Amen to those sentiments.
Yes, there are many possibilities. An obstacle in his path could have caused him to step around it at that particular point in time. Don't know if there were eyewitnesses, or if the driver even saw the young man before he hit him. He did stop and try to help him, and called 911. That probably prevented others from hitting him too.
It is one of those things that makes you wish to turn back time, and have the young man, as well as the driver, to be more careful.
...and as he was best known, as Rameses:
Could very well have been caused by a culture gap. The article doesn't mention the victim's hometown, but this occurred in an urban area with heavy traffic. People in urban areas don't generally walk on the shoulders of highways, except for motorists whose vehicles are disabled. On the other hand, walking on the shoulder of a highway would be a an ordinary thing to do for a young man from a rural or exurban background.
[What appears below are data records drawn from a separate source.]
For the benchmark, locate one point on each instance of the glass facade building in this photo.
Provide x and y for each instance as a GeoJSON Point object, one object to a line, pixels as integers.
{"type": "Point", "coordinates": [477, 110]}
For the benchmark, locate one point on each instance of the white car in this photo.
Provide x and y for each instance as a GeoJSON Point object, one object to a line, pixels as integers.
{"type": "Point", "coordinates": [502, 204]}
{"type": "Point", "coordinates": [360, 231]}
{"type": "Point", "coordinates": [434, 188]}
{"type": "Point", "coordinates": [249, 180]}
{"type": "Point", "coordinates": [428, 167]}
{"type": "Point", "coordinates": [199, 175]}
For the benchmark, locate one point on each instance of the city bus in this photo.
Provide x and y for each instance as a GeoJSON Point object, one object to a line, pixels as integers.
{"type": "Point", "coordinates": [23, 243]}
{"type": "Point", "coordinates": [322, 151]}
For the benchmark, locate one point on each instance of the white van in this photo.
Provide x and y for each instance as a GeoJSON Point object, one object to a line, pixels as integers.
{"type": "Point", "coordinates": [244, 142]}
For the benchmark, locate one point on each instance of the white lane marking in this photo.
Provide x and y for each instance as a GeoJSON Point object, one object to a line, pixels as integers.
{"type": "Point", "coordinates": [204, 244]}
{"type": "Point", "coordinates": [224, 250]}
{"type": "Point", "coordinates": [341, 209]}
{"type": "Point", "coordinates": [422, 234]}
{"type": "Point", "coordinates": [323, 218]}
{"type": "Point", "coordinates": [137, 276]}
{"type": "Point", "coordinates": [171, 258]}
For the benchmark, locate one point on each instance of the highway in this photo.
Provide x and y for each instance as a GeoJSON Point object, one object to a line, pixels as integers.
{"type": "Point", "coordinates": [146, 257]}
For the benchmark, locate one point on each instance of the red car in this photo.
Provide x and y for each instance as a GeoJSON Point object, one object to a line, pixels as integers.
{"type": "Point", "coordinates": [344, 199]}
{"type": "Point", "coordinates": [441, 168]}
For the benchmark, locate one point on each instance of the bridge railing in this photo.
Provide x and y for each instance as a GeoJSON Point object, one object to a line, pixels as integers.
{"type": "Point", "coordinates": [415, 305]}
So he may have made a tragic error in judgment - assuming that there was no alcohol involved on the part of either the driver or the pedestrian.
But, again assuming no alcohol, why would the driver of the van would have been using shoulder at all?
I know..that's when the tiny word IF becomes like a log in our eye.
On a much more somber note, my sincerest condolences to the friends and family of the young man. This was indeed a tragedy.
It could also be the case that he was hit by the SUV's side mirror. Around here we have some roads with very narrow lanes and the cars are on the very edge of the road already and wider parts such as side mirrors hang off. Many mailboxes are hit by such mirrors. Just a thought...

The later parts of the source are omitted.